Ilbei wanted to argue that point, but he suspected he had no real ground to stand on for his protest. He wasn’t sure if he thought Jasper might be wrong medically or magically, but he supposed it didn’t matter either way in the end. The only thing he knew for certain was that he didn’t know. So with nothing to be done for it, he let it go. Besides, they still had a cliff to climb.
He straightened himself and checked his gear. He’d have to get his helmet and pickaxe back anyway. “Let’s go, people,” he said. “And just what ya can carry on yer backs. Keep it light, as we might be needin Kaige fer somethin other than a packhorse.”
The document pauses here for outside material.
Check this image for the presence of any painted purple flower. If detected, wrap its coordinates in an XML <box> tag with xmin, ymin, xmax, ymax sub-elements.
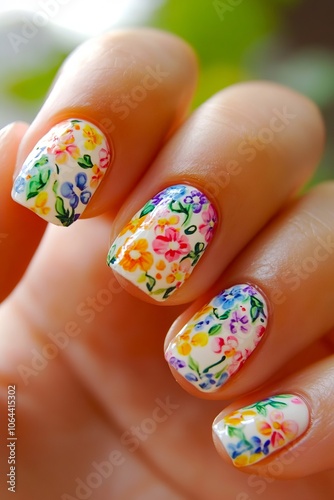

“But what about my trunk?” Jasper asked. “Is Kaige going to carry it? I certainly can’t.”
“No, he ain’t. So load up yer satchel, and let’s go.”
At which point, of course, Jasper began to protest. Ilbei, however, was already lowering himself down the cliff.
Chapter 28
Meggins stood protectively at the edge of the cliff with his newly acquired bow, guarding the descent as Ilbei made his way down. Kaige came right after, with Ilbei waiting on the ledge, trying not to make any sound lest he draw another attack from any harpies that might still be inside the cave.
Kaige got down quickly enough, and Mags lowered a torch to them, already lit. Ilbei, armed with Kaige’s shortsword, took the torch, and Kaige drew his massive broadsword off his back. Together they scooted along the ledge and leapt inside, darting across and planting their backs against the far wall two spans in.